For those not already outfitted with a web store or selling through an online marketplace, the time to start is now. Online sales channels continue to have value, even more than just in times of prosperity, and can be the avenue your small business needs to take to weather our current economic storm. If you had plans in place to make this shift gradually, it might be time to dive right in and shift today.

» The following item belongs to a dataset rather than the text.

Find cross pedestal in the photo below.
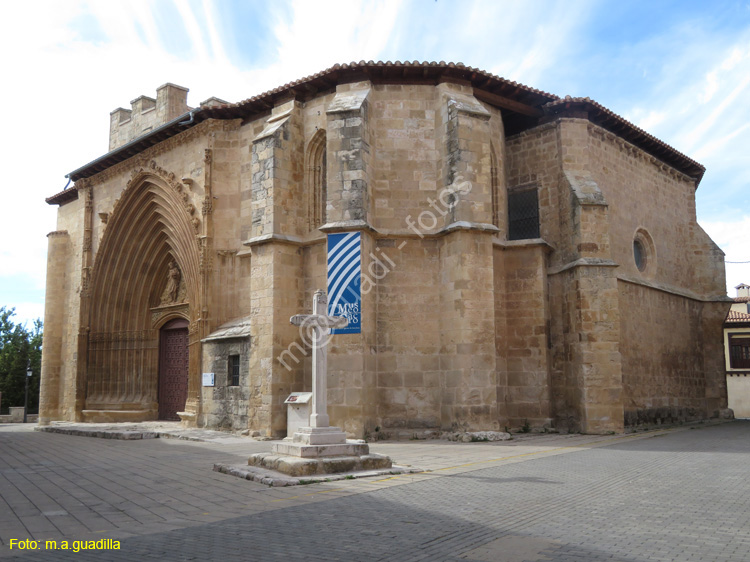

If your small business sells products that would make sense on the shelves of a Costco or Walmart and is not already doing so, consider EDI as another sales channel. Big box retailers selling essentials are likely to remain open and will continue to operate normally beyond the current environment, so beginning a trading partnership now will continue to be beneficial.
When foot traffic returns for some, and business as usual starts up again for others, already being outfitted with multiple sales channels like eCommerce and EDI will allow your business to be flexible, sell, and grow into the future.
Why Flexibility is Important to Your Business: Preparing for the Unknown
Times are certainly strange and much of the business community was simply unprepared for the side-effects of COVID-19 and the ensuing economic turmoil. Keeping your doors open is the goal of the present and with the right tools, the odds are always favorable. Designing your business to be more flexible now will allow you to be more prepared for unknown events, positive and negative, going forward.